Birmingham Metropolitan College’s Anti-Racist Journey
Becoming an anti-racist college has guided a 5-year process of structural, cultural and strategic transformation at BMet. Led by Principal Pat Carvalho and Deputy Principal Anna Jackson, BMet is now recognised as an anti-racist college and an Ambassador-level organisation within the Social Recruitment Advocacy Group (SRAG), among its many other awards. Their social value impact is measurable and embedded in all that they do. We're sharing their journey in support of Race Equality Week in the UK.
What Does It Mean to Be Anti-Racist?
Anti-racist refers to the active process of identifying, challenging, and changing the values, structures, policies, and behaviors that perpetuate systemic racism and racial inequity.
Unlike being “not racist,” which is passive and focused on personal belief, being anti-racist is a deliberate commitment to action - to create conditions that advance racial equity in both outcomes and experiences.
BMet's mission reflects their communities. 70% of the student population come from black and ethnic minority groups, in the youngest major city in Europe - at the 2021 census, nearly 40% of its residents were under the age of 25. Their local authority catchment includes several wards with some of the highest levels of multiple deprivation.
To succeed, the college committed to serving as more than an education provider - it would become an anchor institution, acting as a catalyst for the creation of social and economic impact in the north of the city and beyond.
Supported early by the Black Further Education Leadership Group and its 10-Point Plan, BMet College began to interrogate how institutional practices - from curriculum to recruitment - might unintentionally replicate racial inequity. The result has been a whole-college transformation:
- A full review and redesign of the curriculum, co-created with students, teaching staff and employers.
- Inclusive recruitment policies supported by training, data analysis, and a complete reworking of hiring practices.
- A move away from performance management as reward and compliance measurement, towards a "professional journal" model focused on development.
- The creation of new college values - Belonging, Motivation, Empowerment, Thrive - shaped and lived by staff and students.
- Student Voice surveys have achieved response rates of over 1,300 participants - among the highest nationally for racial justice engagement.
- Investment in trauma-informed teaching, student voice groups, and the Student Commission for Racial Justice.
- Enhanced ability to attract students, partners and crucially, funding.
Anna Jackson describes the turning point: “We realised that when you stop constantly having to push initiatives, and instead see those values show up in business plans, learning walks, curriculum materials - that’s when it’s embedded. That’s when it becomes who you are.”

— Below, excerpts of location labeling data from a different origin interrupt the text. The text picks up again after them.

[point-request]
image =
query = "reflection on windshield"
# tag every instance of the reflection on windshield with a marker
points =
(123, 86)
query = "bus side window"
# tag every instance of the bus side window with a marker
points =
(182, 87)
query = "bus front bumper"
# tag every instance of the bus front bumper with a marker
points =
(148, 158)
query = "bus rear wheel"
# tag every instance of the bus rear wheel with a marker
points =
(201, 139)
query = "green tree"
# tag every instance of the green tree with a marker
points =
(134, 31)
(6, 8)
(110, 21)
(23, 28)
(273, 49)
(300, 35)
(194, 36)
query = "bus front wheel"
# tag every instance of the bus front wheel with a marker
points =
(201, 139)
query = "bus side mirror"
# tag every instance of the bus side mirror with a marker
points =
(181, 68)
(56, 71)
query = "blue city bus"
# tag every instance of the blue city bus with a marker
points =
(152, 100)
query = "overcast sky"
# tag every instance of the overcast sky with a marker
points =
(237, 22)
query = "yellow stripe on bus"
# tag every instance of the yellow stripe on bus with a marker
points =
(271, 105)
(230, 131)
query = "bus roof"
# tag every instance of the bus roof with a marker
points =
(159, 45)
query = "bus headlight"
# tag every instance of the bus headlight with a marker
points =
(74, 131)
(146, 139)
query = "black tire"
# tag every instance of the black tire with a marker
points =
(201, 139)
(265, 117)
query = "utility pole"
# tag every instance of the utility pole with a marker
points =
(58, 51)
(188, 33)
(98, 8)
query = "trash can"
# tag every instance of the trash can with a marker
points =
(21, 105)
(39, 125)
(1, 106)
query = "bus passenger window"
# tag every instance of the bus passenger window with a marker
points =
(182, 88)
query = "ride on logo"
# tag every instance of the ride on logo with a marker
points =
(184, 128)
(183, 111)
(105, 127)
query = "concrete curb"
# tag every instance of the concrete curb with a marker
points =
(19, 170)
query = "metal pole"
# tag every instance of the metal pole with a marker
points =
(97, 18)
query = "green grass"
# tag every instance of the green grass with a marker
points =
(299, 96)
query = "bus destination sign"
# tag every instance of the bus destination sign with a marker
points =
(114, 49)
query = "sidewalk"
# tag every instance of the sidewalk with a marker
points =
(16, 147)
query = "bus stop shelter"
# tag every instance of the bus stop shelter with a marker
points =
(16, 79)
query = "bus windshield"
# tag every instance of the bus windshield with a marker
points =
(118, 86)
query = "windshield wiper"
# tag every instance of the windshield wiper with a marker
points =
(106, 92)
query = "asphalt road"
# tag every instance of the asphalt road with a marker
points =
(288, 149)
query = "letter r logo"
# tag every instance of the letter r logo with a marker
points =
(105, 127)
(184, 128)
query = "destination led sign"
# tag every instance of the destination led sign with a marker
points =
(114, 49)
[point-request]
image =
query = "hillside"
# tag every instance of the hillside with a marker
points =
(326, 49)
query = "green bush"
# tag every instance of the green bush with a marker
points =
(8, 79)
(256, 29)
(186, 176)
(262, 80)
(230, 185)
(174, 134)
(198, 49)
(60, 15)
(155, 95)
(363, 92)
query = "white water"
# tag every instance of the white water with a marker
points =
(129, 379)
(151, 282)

The shift from initiative to identity is what makes BMet College’s work relevant far beyond further education. Their leadership model is now drawing the attention of organisations across sectors. At Social Recruitment Advocacy Group Summits, Birmingham Metropolitan College's inclusive recruitment redesign, aligned with their anti-racist college goal setting, has drawn the attention of business leaders assessing practical action in their own hiring and culture-building.
When an organisation is intentionally, actively deconstructed and rebuilt around equity, transparency, and belonging, everyone can lead - which resonates deeply with the theme of this year's Race Equality Week, #ChangeNeedsAllOfUs.
As the only college to date to hold a Social Recruitment Advocacy Group Ambassador Charter Mark, and with national leadership roles across the Association of Colleges (AoC), West Midlands Combined Authority, and Birmingham Race Impact Group (BRIG), Pat Carvalho and her team aren’t just participating in the national conversation about race equality - they are shaping it.
Birmingham Metropolitan College’s journey can challenge us all to think differently. This is what is possible when anti-racism is treated as an identity. What does that mean for other institutions - in education, in business, in public life? And what becomes possible when leadership isn’t concentrated, but distributed through a culture of inclusion?
As Race Equality Week invites us to come together to create change, Birmingham Metropolitan College, its leadership and students, remind us that building an anti-racist future is not about an initiative - it's about the willingness to admit what's wrong, take informed action, and never stop learning from each other.